If code waitcnt(383) the systemcounter has gone beyond the matching value and then it will take time until the 32-bit-systemcounter has rolled-over from max to zero and
counted up again to the matching value
in easy values
at start of executing the SPIN-command WaitCnt (383) actual-cnt-value 1000
this means match-value is 1383
now when the interpreter executes the pasm-command waitcnt the actual actual-cnt-value at 1384
no matching until counter rolls over to zero (and that needs time to count up to from 1384 to 4.294.967.296 rollover to zero and count from 0 up to the matching-value 1383 (about 53 seconds at 80 MHz)
As this code would like to have 11 Hz as the maximum blink-frequency the time-base is 385*12= 4260 clock-ticks
by toggling a pin you get half the frequency
wait 0.1 seconds toggle => pin is ON
wait 0.1 seconds toggle => pin is OFF
wait 0.1 seconds toggle => pin is ON
wait 0.1 seconds toggle => pin is OFF
so from ON to ON it is 0.2 seconds
this explains the divider 4620 / 2 = 2310
all the dividisions must result in remainder 0
2310 / 11 = 210 remainder 0
2310 / 7 = 330 remainder 0
2310 / 5 = 462 remainder 0
2310 / 3 = 770 remainder 0
2310 / 2 = 1155 remainder 0
the following democode shows how this if ++count ==2310 condition works
you can use this debug-method everytime you have difficulties to understand what is going on
best regards
Stefan
When I did the program I set waitcnt to 1 msec. and work in msec and the program worked fine. I was lucky 385 is approx. .0048 msec.
so I was above the min time.
Thanks again I will make note of the min time for future ref.
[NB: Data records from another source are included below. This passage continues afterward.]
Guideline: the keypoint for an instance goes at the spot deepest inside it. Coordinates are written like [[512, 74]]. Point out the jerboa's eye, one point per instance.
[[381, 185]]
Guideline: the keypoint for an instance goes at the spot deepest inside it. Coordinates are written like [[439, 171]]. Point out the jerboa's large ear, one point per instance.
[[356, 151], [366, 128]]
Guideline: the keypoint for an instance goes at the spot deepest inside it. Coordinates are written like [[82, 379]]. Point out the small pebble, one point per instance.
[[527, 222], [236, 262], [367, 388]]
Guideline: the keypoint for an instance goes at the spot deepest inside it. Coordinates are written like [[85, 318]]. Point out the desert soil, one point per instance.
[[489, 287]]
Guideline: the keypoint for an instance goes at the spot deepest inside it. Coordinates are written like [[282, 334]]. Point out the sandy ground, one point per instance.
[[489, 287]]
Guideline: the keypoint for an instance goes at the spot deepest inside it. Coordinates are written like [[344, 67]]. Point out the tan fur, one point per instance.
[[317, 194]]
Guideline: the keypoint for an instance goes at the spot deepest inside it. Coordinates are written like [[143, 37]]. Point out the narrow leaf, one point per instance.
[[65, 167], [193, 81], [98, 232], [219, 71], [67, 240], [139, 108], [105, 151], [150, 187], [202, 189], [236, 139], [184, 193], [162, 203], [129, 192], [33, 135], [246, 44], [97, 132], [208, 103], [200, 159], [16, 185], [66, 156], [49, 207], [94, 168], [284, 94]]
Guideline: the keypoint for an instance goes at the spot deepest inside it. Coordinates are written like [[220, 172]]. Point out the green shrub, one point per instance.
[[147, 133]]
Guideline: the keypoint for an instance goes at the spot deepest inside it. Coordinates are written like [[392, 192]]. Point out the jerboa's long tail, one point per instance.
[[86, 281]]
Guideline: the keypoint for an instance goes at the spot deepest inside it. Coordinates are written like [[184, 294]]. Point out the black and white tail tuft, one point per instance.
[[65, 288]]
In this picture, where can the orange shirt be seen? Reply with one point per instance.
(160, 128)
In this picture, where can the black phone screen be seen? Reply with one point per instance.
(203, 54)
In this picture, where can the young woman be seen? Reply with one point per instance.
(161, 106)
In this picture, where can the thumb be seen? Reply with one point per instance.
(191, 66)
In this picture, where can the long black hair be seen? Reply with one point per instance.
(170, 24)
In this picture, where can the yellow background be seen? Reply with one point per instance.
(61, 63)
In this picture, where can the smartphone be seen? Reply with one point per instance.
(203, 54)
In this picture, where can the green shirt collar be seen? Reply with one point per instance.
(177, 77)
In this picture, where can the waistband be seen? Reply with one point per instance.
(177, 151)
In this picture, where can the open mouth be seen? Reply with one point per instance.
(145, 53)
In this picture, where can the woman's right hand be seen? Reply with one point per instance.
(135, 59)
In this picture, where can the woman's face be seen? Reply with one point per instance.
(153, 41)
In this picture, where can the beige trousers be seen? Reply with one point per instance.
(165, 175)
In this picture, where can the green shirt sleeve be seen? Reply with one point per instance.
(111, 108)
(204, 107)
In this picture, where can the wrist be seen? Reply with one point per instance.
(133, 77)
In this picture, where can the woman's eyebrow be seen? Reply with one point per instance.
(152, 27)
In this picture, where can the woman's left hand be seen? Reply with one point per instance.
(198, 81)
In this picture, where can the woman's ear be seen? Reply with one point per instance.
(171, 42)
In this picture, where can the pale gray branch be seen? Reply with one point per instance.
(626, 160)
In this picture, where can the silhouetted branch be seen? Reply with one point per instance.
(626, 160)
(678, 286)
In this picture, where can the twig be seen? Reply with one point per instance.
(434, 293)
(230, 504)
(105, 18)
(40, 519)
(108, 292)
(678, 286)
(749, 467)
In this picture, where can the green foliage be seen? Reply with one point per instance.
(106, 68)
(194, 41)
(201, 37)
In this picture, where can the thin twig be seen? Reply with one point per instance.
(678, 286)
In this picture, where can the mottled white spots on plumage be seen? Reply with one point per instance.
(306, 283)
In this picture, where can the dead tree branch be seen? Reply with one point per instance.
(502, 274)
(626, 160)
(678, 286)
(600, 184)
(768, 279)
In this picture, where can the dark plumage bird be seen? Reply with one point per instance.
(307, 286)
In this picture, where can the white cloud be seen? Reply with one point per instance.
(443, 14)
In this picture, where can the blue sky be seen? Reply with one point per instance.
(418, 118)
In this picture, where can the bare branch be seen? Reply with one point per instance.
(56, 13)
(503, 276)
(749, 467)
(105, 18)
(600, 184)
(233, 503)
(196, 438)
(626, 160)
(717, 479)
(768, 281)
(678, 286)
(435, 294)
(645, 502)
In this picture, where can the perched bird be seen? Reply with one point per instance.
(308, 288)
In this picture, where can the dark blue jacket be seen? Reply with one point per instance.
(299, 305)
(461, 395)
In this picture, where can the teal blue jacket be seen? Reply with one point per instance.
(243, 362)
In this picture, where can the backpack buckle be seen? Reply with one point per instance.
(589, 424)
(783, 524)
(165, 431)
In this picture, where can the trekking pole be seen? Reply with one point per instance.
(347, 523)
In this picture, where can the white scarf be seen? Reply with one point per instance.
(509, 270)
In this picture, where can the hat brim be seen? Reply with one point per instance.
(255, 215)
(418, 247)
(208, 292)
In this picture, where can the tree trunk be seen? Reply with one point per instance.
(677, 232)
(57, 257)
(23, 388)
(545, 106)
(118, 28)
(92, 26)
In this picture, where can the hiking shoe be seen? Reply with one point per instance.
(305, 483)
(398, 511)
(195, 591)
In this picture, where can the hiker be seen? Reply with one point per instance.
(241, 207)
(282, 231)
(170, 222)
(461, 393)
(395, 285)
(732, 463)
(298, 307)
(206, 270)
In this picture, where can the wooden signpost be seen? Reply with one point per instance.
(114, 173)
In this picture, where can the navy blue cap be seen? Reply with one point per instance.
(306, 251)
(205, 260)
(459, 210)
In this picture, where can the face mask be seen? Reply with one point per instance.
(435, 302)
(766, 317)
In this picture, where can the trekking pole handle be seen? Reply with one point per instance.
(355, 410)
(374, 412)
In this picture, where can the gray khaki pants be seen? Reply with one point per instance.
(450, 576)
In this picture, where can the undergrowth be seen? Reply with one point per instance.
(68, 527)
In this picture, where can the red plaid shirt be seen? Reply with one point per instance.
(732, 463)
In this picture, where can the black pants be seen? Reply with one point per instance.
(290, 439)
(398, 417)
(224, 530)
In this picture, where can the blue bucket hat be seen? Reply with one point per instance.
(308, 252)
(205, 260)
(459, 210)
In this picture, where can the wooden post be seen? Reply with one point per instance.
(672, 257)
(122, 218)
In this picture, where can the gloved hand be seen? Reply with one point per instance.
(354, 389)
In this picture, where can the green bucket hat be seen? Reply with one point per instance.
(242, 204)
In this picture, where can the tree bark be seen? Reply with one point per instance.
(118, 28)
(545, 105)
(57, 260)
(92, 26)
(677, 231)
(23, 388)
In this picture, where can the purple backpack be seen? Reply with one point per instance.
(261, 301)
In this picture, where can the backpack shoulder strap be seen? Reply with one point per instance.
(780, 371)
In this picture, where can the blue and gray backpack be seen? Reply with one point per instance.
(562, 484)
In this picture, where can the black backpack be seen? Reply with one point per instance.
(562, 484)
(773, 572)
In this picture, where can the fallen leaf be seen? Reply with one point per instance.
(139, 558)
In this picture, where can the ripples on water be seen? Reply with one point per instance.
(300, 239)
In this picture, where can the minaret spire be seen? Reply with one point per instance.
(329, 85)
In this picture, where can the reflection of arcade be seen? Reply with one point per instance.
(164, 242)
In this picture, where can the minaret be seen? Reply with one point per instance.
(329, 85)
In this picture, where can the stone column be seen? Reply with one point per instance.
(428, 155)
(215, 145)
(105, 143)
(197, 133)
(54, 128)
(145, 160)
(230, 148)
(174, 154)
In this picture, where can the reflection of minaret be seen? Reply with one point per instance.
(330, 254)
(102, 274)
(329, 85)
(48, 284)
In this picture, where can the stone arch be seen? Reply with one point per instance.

The project asks for 6 pins to be pulse modulated at different frequencies. The minimum waitcnt value of 385 doesn't come in to play. Instead the user has to be aware of how long all of the spin statements after the waitcnt(T). I measured this to be 130uS at 80MHz. So the dT :=clkfreq/MagicNumber has to be bigger than 10400 in order for this code to work.
The MagicNumber turns out to be pretty simple to figure out. You need a number that is divisible by all of the frequencies so that you don't miss any pulses. So in this case: 1*2*3*5*7*11 = 2310 Multiple this by 2 to get the 4620. Each trigger value is then 4620/2/freq. Example: 4620/2/7=330
This will work for several different values such as 1,2,3,4,5,6 since the MagicNumber in this case is 720x2=1440. And...this is important...80_000_000/1440 = 55555 and is bigger than the cycle time of 10400.
However, if you chose 1,3,5,7,9,11 = 10395x2=20790 then 80_000_000/20790=3848 and is not greater than the cycle time of 10400. You will be stuck waiting for the counter to cycle all the way back around (53sec at 80MHz)!
Project 3 in the chapter 4 (page 66) originally asks for 1,2,3,7,12,13 Hz. This will not work with the solution supplied and is possibly the reason that the author of the program solution chose different frequencies.
Another approach is just to use PWM_32_v2.spin on the OBEX or write it in ASM or use more cogs! The project does an excellent job achieving its goal of making you glad you are using a Propeller and not those things we used in the olden days with only one processor.